Westjet Swoop forced to cancel all 24 flights to the US lacking regulatory approval.

SpongeG Oct 20, 2018 4:09 AM

WestJet's Swoop forced to cancel 24 U.S. flights as regulatory approval held up
'We are focused on doing what is right and are working directly with those affected travellers'
CBC News · Posted: Oct 19, 2018

WestJet's new discount carrier Swoop is apologizing to travellers for cancelling 24 U.S.-bound flights.

The airline says it had hoped to have all regulatory approvals in place to operate south of the border — but one of those has not yet been approved.

That means all Swoop flights to the United States have been postponed until Oct. 27.

Swoop says it was able to operate some flights to the States using a leased aircraft from WestJet.

"We apologize to our travellers affected by the cancellations for the inconvenience and for their disappointment," said spokesperson Karen McIsaac in an email to CBC News.

...

https://www.cbc.ca/news/canada/calga...zH1PxqH7HxOUXA

casper Oct 20, 2018 6:10 AM

Quote:

Originally Posted by craneSpotter (Post 8351146)
Exactly - I don't know anyone who flies YYJ airport - YVR airport as origin and destination - they are almost always connecting to points onward - with similar connecting airfares as the rest of the country. The point to point cost YYJ-YVR would be very high from a main airline, even with Q400s.

If your are going TO Vancouver from Victoria the main options are:

1. Ferry - walk on and use transit from Delta or drive on/off.

2. Victoria harbour airport (YWH) to Vancouver harbour airport (YHC) using harbour air or Helijet (most business/government employees do this).

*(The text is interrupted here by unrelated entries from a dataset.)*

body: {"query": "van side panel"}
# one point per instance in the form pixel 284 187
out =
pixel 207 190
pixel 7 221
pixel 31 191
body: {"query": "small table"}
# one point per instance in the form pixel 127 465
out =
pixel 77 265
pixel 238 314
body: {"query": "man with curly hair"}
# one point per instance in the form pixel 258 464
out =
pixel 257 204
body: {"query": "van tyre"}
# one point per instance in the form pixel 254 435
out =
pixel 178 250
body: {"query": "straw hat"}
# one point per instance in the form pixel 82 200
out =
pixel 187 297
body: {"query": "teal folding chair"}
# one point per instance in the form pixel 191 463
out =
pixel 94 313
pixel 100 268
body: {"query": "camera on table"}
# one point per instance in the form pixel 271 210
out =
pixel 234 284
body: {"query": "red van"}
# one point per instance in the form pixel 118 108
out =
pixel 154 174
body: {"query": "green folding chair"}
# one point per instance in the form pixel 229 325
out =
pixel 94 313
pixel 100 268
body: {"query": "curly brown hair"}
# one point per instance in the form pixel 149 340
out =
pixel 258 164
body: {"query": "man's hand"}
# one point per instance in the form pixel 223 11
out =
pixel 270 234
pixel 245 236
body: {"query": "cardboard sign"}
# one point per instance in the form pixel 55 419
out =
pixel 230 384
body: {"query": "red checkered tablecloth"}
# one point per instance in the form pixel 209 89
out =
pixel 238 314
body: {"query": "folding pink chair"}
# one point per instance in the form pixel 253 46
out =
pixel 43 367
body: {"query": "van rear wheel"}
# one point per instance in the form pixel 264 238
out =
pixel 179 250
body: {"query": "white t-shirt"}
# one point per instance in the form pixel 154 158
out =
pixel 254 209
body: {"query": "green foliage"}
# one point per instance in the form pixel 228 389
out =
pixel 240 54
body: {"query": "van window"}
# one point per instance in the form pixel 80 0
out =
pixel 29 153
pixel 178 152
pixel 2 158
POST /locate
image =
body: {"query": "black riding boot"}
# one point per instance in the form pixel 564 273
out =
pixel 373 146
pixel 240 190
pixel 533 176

I think there are 18 daily departures via Harbour Air and 13 dailies via Helijet harbour to harbour. It is one of the busiest air routes in the country - by frequencies. Last I saw YWH had over 300k PAX a year - on small planes. Really convenient connection too - way faster gate-gate than going through the international airports.

You can also fly from Victoria Harbour airport (YWH) to various points in Seattle via Kenmore Air.

It is actually quite cost effective. If you hit a seat sale or book early you usually do Helijet or Harbour Air for between $100-200 each way.

SaskOttaLoo Oct 20, 2018 1:44 PM

Something I recently observed
 
Doing a flight on United from Denver to Portland OR, I noticed that the cleaning crews were using what seemed to me like a new approach. There were probably 8 of them, and as soon as the first class passengers left, they poured into the plane. They already had their vacuum cleaners, and as soon as a row of passengers would depart, they would swoop into the next row and start cleaning it. It held up passengers a little bit from leaving the plane, as people would have to pause as they advanced row by row, but probably dramatically sped up the plane's turn around time. By the time the last passenger had left, they were probably at least 80% done cleaning.

Is this common practice and just the first time that I noticed it? Was very interesting to watch.

DrNest Oct 20, 2018 2:06 PM

Can't say I've seen cleaning crews do that before, but I've not flown with United in over 25 years. That being said, I am flying through DEN with United later this month, I will look out for this practice.

ssiguy Oct 20, 2018 5:47 PM

If you are flying with United then I propose you should have extremely poor expectations so you won`t be disappointed. Every time I have flown United I dislike it more than the last. The 2018 SkyTrax airline rating system of the top 100 put Air Canada at 30, Delta at 37, and United at 87 which was 3 points behind Kenyan Airlines...……...enough said.

DrNest Oct 20, 2018 6:00 PM

Usually I fly SkyTeam airlines, but this particular time the price with United was substantially lower than any others. I'm not expecting fantastic service, just hoping not to get bumped or any significant delays.